Hiscox ordered to release records in $6.8mn Dwolla fraud coverage fight

Hiscox Insurance Co. Inc. has been ordered to hand over its claims and underwriting files in a $6.8 mn coverage dispute tied to a string of fraudulent electronic transactions at Dwolla Inc.

The United States District Court for the Southern District of Iowa, Central Division, said the case revolves around two fraudulent transactions that exploited Dwolla’s payment network to move more than $8.7 mn through same-day Automated Clearing House transfers.

Dwolla held a Hiscox commercial crime policy that promised protection against direct losses from “computer fraud” – specifically, the use of a computer to transfer funds or property from an insured’s bank or premises to a third party. The policy carried a $5 mn limit per occurrence.
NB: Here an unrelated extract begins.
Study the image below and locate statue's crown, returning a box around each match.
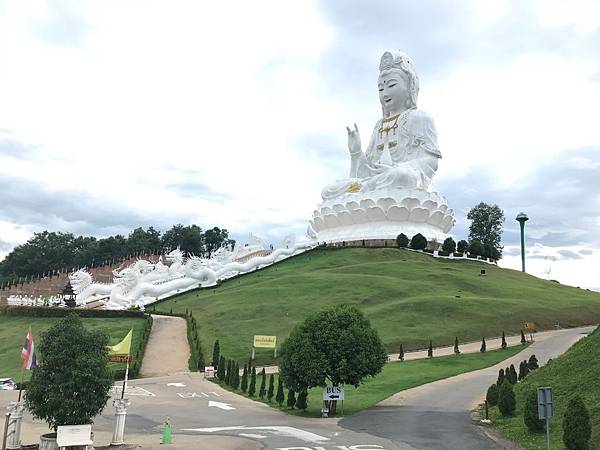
[379,51,414,73]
When the originating banks caught the scam, they clawed the funds back and demanded repayment from Dwolla.

Bound by its processing contracts, the payments company reimbursed them – a hit of roughly $6.9 mn.
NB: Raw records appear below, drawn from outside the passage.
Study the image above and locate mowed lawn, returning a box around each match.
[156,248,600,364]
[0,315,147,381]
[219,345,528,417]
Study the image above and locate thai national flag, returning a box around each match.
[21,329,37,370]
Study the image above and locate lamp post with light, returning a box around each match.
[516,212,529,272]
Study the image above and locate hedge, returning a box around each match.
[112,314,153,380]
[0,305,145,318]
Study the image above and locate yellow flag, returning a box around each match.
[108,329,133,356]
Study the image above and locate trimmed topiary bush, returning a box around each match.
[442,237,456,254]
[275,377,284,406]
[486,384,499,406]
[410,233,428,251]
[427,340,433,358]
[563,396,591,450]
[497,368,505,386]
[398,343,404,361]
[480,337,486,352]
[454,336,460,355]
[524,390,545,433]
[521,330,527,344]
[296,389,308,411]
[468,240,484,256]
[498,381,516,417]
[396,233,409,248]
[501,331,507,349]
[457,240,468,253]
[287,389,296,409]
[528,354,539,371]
Hiscox refused to cover the loss, arguing it didn’t qualify as “computer fraud” under the policy definition.

The insurer claimed Dwolla’s losses came not from the fraud itself but from its contractual duty to reimburse the banks.

Dwolla sued, pushing to obtain the insurer’s internal claims and underwriting documents through discovery. Hiscox resisted, saying the material was irrelevant and outside discovery’s limits.

Dwolla countered that it needed the files to see how Hiscox had interpreted “computer fraud” in similar claims going back to 2014.

Months passed. No records came. A magistrate judge finally ordered Hiscox to produce most of the requested materials and respond to interrogatories.

Hiscox appealed, asking the federal district court to overturn the decision, again citing relevance and proportionality.

The Central Division court sided with Dwolla. Chief Judge Stephanie M. Rose ruled that seven of the ten disputed requests involved prior coverage disputes over nearly identical policy language – squarely relevant to the case.

She also rejected Hiscox’s claims that the production imposed an excessive burden or exposed third-party privacy issues.

The court denied the insurer’s bid to challenge additional document requests, pointing out Hiscox never raised them before the magistrate judge.

Evidence of an insurer’s interpretation of disputed provisions in other contexts may reveal inconsistent positions or shed light on ambiguous terms

Chief Judge Stephanie M. Rose

We think the decision signals growing judicial impatience with insurers that try to wall off underwriting and interpretation records in fraud-related disputes.

Maybe a warning shot – policy language can’t hide behind itself forever.